The COPD kit would include a personal care programme and emphasis on patient self-help and carer support. It would include advice on smoking cessation, messages on inhaler technique, and simple exercises for improving lung function which could be done at home. It would also set up communication with primary care doctors or specialist nurses. The aim would be to support motivation and a sense of responsibility for maintaining the patient's own fitness and well-being.

The programme could be used as part of a targeted programme to improve health in older industrial areas such as Lille, Pas de Calais, and the North-West region of the UK. To these could be added older industrial areas worldwide such as Appalachia in the USA, Manchuria, Mumbai, and the copper mining areas of Chile.

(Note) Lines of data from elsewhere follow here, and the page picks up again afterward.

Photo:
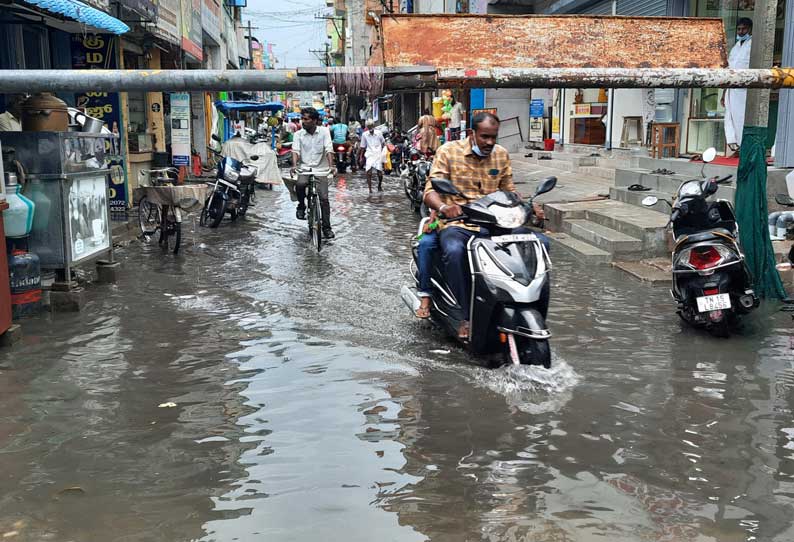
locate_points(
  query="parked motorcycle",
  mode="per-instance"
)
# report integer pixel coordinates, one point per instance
(711, 283)
(232, 192)
(342, 154)
(510, 281)
(413, 173)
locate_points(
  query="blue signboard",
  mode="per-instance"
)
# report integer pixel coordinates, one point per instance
(98, 52)
(536, 108)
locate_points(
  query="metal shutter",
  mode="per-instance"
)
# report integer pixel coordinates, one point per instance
(648, 8)
(604, 7)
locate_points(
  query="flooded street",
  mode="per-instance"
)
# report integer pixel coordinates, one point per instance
(251, 389)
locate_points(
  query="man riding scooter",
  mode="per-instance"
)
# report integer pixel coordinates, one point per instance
(476, 166)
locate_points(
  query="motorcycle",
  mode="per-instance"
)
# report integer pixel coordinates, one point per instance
(510, 281)
(232, 192)
(711, 283)
(413, 173)
(342, 153)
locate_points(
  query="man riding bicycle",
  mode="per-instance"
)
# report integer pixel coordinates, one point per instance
(310, 146)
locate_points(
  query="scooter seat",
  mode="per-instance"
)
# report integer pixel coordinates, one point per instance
(708, 235)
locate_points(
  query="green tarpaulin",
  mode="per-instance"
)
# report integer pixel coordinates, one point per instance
(752, 214)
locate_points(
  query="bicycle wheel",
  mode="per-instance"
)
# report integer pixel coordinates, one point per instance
(148, 216)
(214, 209)
(316, 223)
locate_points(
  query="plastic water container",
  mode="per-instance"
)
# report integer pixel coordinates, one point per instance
(18, 218)
(24, 273)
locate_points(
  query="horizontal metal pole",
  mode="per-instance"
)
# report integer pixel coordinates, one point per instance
(395, 79)
(192, 80)
(616, 78)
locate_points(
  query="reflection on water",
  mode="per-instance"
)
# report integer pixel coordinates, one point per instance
(311, 405)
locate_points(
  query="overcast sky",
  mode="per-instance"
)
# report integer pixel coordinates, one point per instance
(291, 26)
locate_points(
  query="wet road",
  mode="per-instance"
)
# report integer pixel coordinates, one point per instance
(309, 405)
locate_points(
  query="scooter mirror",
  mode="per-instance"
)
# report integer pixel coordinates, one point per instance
(443, 186)
(650, 201)
(709, 154)
(546, 185)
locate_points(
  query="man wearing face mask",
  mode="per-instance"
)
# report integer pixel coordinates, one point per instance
(734, 99)
(477, 166)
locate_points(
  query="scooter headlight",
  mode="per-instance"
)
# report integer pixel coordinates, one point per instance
(510, 217)
(490, 266)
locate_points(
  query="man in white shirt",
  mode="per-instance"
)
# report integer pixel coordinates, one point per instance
(455, 117)
(372, 144)
(734, 99)
(312, 148)
(9, 121)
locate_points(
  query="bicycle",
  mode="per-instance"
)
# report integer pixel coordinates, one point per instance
(314, 209)
(159, 213)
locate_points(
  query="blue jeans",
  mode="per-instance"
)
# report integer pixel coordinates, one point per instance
(456, 263)
(424, 261)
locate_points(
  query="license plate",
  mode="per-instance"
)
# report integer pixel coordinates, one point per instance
(514, 238)
(714, 302)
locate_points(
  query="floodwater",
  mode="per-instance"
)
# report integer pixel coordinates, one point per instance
(251, 389)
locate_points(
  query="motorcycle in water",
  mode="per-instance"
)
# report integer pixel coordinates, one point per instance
(509, 281)
(711, 283)
(414, 174)
(232, 192)
(342, 156)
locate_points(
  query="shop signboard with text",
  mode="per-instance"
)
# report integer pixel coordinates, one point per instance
(191, 28)
(180, 128)
(169, 21)
(211, 19)
(98, 52)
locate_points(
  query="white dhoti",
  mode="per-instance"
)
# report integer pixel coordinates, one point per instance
(374, 159)
(735, 101)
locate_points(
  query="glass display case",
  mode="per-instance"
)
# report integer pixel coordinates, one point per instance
(67, 178)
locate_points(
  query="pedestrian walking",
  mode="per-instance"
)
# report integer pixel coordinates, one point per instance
(372, 147)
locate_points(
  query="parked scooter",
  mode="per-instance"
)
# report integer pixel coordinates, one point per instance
(711, 283)
(232, 192)
(510, 281)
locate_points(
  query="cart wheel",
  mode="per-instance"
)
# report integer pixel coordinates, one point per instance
(148, 216)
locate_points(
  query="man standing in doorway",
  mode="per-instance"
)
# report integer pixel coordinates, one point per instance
(311, 147)
(734, 99)
(455, 117)
(372, 144)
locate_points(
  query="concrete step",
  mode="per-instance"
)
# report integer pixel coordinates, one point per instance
(597, 171)
(684, 167)
(667, 184)
(647, 271)
(635, 198)
(583, 252)
(607, 239)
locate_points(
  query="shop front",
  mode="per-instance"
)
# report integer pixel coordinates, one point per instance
(705, 120)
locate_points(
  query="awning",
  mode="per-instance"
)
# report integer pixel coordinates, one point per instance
(244, 107)
(83, 13)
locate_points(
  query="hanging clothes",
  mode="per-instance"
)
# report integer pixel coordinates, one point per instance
(735, 98)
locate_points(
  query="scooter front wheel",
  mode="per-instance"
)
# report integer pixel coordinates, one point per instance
(530, 352)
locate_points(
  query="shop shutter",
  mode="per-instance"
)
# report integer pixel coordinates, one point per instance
(604, 7)
(646, 8)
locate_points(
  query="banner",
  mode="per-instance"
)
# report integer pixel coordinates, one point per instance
(191, 28)
(98, 52)
(180, 128)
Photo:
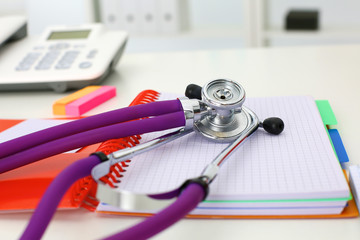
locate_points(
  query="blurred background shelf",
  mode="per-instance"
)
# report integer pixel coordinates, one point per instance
(205, 24)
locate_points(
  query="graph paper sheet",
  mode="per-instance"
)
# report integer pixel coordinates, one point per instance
(297, 164)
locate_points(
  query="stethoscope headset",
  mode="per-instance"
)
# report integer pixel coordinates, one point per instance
(215, 111)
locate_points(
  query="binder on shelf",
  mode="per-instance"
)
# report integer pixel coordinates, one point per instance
(142, 17)
(323, 201)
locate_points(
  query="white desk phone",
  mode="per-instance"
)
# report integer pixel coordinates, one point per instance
(62, 58)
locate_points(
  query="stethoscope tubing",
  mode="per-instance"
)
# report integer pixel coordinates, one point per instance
(104, 119)
(188, 199)
(47, 149)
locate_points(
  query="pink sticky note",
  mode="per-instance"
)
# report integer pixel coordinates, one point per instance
(90, 101)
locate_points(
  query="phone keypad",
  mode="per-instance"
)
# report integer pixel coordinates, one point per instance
(58, 56)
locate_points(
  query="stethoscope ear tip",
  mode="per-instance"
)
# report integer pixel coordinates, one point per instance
(273, 125)
(193, 91)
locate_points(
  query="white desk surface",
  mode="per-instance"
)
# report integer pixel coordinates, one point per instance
(330, 72)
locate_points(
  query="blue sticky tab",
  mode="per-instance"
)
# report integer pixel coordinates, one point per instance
(338, 145)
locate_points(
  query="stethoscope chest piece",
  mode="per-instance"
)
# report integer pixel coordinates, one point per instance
(227, 119)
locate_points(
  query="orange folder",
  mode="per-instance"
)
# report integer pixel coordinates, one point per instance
(22, 188)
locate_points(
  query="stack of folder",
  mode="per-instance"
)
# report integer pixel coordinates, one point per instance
(295, 174)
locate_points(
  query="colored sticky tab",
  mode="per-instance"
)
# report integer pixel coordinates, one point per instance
(326, 112)
(338, 145)
(59, 105)
(354, 180)
(91, 100)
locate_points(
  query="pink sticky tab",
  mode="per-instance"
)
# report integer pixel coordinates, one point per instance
(90, 101)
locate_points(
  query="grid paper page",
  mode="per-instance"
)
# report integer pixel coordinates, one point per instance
(297, 164)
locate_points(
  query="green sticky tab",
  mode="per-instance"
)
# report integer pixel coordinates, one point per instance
(326, 112)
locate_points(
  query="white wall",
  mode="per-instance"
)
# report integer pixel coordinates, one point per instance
(207, 13)
(12, 7)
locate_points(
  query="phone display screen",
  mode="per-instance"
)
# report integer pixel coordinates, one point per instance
(60, 35)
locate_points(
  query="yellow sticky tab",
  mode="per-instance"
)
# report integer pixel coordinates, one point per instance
(59, 105)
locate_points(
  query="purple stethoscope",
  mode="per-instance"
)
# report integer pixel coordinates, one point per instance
(215, 111)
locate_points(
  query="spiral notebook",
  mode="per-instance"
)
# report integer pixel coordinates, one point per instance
(296, 174)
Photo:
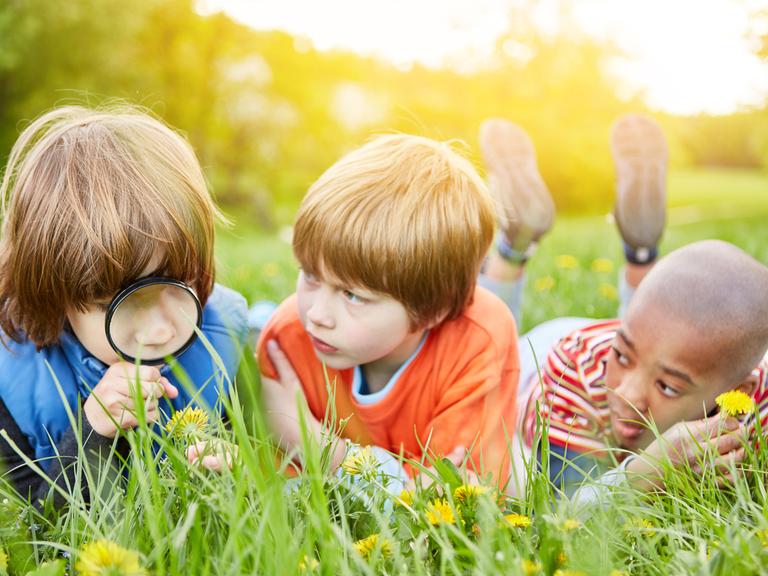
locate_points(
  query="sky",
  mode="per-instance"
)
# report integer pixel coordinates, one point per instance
(686, 56)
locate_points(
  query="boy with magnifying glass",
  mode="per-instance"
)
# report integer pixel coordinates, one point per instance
(106, 269)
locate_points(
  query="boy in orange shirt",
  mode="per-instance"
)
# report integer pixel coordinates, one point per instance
(420, 362)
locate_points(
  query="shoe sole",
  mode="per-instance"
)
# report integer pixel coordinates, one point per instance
(524, 203)
(640, 153)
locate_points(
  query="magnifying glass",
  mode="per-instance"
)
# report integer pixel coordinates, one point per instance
(152, 319)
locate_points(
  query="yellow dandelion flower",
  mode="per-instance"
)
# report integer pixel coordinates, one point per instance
(518, 520)
(603, 265)
(566, 262)
(608, 291)
(735, 403)
(530, 568)
(763, 536)
(103, 557)
(405, 498)
(440, 512)
(366, 546)
(187, 422)
(544, 284)
(571, 524)
(467, 492)
(308, 564)
(361, 462)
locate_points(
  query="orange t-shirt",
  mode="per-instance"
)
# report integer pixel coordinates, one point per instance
(459, 389)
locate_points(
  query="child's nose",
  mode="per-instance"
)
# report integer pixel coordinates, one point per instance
(155, 330)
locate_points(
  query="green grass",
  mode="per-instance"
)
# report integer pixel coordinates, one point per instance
(254, 520)
(727, 204)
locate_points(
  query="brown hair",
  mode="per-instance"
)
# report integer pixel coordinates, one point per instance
(88, 198)
(404, 216)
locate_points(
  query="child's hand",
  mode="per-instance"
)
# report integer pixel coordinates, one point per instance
(213, 455)
(111, 407)
(684, 444)
(282, 399)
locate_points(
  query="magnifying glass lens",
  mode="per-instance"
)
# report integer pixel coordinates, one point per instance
(153, 319)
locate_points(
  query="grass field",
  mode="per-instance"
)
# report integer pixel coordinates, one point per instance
(164, 517)
(726, 204)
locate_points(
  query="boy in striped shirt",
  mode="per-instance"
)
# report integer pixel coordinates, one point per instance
(692, 330)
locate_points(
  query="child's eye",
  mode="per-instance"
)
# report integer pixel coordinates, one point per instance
(353, 298)
(620, 358)
(666, 390)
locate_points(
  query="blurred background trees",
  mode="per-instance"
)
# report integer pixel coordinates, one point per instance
(267, 113)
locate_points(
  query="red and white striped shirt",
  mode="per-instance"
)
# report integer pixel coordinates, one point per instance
(572, 396)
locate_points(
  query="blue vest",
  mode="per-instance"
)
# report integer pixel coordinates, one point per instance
(29, 390)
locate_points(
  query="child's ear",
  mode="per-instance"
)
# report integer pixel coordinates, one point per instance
(432, 323)
(748, 385)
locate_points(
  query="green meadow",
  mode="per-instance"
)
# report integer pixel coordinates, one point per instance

The programme would be adapted to the increasing number of women with COPD. More information is needed on disease impacts and the special problems of female patients. They form an increasing proportion of COPD patients and, according to evidence from the ECLIPSE study, are more likely to have exacerbations.

The programme should also include help and advice to carers — vital contributors in terms of motivation and co-management.

The programme would develop the role of pharmacy in support of COPD patients. This could involve initial support in the use of inhalers and longer term follow up. Pharmacies could also sell support kits for home exercise programmes including home exercise programmes.

The new programme is urgently required in providing a better link between research and practice and could lead to the steady improvement in results for patients. There is now clearly evidence from Germany and elsewhere of the very serious effects of COPD on quality of life: the potential is there for an effective primary led programme which could transform prospects for many patients.

Conclusions

We could be entering a new and positive period with COPD treatment programmes offering new hope for patients. This could be an important area of care where a small targeted investment could bring very significant returns.